Probably nothing better illustrates just how arbitrary and regressive abstinence-before-donating policies and adherence to narrow-sighted MSM classification are.  The change is also very poorly-timed, following the shocking massacre at Pulse Nightclub in Orlando, Florida, which saw the community hardest hit by the violence — predominantly Latinx LGBT people — unable to donate blood to help their loved ones and siblings-in-spirit (despite some misinformation circulating at the time).

Now, to be entirely fair to the Canadian health agency, this mode of thought didn’t originate with Canadian Blood Services.

For example, “Men who have Sex with Men (MSM)” terminology originated with the Centers for Disease Control (CDC) and other early public health organizations. It was ironically intended to be more inclusive than only focusing on gay men, but had the (theoretically unintended) result of invalidating trans* peoples’ gender identification. For the longest time, though, international health NGOs resisted acknowledging the existence of trans* people, and stubbornly insisted the classification was adequate… which only reinforced the impression that the invalidation was deliberate.

In fact, “MSM” language, thinking and subsequent HIV activism and education (aside from whatever mitigation occurred at the grassroots level) has a history of alienating trans* people, and confounding safe sex initiatives, outreach and data-gathering among trans* populations — a tragic situation for a community in which infection rates remain significantly high.  Even LGB(t) organizations perpetuated the problem, although this gradually improved around the start of this decade. [I first wrote about this (albeit with imperfect terminology, too) back in 2010, after being excoriated by an LGB(t) organization representative collecting data, who launched into a tirade saying that by declining to push a horribly-phrased survey on trans* people, I’d be “‘guilty of the murder of’ every transsexual woman who perished from HIV who might have benefited from the study.”  Yes, things have not always been amiable.]

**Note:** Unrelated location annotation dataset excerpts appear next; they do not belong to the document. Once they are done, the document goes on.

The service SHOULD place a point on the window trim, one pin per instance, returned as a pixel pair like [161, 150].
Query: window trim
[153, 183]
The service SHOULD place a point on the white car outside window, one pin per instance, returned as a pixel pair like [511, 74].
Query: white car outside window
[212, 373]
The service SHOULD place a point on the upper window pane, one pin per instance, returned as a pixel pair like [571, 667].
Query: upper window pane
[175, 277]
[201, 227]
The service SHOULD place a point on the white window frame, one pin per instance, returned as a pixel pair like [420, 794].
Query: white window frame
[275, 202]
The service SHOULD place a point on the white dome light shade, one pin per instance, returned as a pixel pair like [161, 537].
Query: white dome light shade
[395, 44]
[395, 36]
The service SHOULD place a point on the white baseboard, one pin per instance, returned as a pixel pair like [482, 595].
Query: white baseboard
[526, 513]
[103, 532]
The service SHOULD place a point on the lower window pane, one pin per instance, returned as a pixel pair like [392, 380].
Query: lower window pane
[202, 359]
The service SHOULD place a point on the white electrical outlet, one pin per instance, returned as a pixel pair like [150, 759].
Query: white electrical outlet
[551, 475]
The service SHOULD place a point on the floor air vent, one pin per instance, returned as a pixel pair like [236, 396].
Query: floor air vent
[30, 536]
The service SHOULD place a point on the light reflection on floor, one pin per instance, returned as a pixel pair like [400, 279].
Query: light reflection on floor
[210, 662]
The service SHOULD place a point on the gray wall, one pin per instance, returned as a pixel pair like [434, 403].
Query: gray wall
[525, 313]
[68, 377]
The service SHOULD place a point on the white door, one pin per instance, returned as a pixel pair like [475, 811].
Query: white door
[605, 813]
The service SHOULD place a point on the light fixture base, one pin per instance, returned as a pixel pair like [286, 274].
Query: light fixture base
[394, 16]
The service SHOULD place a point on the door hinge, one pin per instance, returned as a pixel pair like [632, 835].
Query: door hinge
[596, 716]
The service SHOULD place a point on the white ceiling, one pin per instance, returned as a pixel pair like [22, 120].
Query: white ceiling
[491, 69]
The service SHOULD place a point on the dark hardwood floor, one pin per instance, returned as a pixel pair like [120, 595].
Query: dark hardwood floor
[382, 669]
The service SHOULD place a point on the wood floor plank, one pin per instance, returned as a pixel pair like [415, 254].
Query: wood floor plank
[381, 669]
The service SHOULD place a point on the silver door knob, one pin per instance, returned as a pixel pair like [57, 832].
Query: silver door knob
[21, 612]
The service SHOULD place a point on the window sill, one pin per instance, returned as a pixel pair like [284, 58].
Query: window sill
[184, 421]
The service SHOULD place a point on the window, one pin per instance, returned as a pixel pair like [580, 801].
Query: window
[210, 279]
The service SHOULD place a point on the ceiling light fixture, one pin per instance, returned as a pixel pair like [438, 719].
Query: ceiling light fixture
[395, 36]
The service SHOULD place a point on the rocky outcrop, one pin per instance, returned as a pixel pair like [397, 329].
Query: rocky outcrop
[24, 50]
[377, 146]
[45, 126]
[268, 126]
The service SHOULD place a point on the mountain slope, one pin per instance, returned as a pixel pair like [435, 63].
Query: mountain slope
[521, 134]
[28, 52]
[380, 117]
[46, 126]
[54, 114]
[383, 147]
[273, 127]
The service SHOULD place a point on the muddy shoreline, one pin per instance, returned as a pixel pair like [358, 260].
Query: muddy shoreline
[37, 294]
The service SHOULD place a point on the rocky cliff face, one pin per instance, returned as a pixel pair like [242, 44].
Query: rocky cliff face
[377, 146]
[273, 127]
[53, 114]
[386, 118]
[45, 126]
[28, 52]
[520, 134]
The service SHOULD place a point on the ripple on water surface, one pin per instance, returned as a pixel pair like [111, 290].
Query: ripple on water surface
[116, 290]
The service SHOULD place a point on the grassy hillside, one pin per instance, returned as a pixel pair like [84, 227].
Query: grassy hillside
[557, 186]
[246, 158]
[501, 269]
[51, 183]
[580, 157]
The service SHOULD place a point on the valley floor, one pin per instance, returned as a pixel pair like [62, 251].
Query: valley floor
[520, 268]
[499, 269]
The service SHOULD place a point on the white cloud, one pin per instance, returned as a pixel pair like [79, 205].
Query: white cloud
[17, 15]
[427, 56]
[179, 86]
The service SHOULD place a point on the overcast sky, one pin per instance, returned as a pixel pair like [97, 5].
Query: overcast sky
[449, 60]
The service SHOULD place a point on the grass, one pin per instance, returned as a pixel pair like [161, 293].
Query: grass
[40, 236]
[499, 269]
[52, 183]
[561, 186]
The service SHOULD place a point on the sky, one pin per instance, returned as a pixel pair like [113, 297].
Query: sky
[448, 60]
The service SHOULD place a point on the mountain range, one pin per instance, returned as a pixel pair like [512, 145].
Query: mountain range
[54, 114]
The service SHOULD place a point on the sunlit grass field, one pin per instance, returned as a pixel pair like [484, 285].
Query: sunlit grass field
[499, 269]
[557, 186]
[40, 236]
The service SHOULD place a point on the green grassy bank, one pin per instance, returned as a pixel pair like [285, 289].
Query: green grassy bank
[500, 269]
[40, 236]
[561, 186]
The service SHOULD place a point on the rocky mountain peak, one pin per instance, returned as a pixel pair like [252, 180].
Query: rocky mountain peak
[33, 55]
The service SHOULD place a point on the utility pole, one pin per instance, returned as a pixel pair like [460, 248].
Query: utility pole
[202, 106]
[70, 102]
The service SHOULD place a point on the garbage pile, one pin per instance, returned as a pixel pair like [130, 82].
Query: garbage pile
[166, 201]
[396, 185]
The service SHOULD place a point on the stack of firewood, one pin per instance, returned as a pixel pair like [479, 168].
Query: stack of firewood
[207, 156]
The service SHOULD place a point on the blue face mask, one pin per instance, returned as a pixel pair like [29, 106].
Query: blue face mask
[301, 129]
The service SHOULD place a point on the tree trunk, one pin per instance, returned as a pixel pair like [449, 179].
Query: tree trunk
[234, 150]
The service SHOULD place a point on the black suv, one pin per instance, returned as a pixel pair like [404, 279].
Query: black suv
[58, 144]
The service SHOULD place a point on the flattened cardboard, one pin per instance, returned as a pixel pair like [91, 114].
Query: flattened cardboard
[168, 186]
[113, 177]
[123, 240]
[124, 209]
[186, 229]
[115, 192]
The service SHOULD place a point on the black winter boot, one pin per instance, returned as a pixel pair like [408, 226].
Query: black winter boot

Canadian Blood Services came into being specifically because of the scandal raised in the 1980s and 1990s resulting from screening failures of NGOs like the Red Cross during the AIDS crisis.  Its policies are directed by Health Canada.

Being fair to CBS also requires one to acknowledge a few further facts:

  1. There is a short window of time (roughly a couple of weeks in most cases, but sometimes up to a few months) in which HIV still evades detection, and
  2. Penile-anal intercourse (PAI) remains a high-risk mode of transmission.

Of these, penile-anal intercourse — the premise on which the “MSM” policy is premised — notably also occurs with some frequency among heterosexual partners, while not all gay men engage in it.  On the other hand, targeting specific communities instead of activities has created an inherent bias, and allows homophobic and transphobic organizations and figureheads to perpetuate stigma.

The number of sexual partners one has had in the previous year is also a crucial factor, which “MSM” screening on its own fails to account for.

Before forming government, the Liberal Party had petitioned to end the blood donor deferral policy altogether. When the one-year deferral policy for men was released, Health Minister Jane Philpott was quoted as saying:

“The desire is to be able to have those deferrals based on behaviour as opposed to sexual orientation.” 

This statement, of course, is the right direction.

The new practice, on the other hand, is destined to be an embarrassing anachronism.

As incremental as it may be, the policy that has been issued for (non-trans*) gay men fails, exactly because it continues to fixate on who is donating, rather than what their specific sexual history and risk factors are.  And when the attempt is made to extend that same policy to trans* people, its shaky logic disintegrates altogether.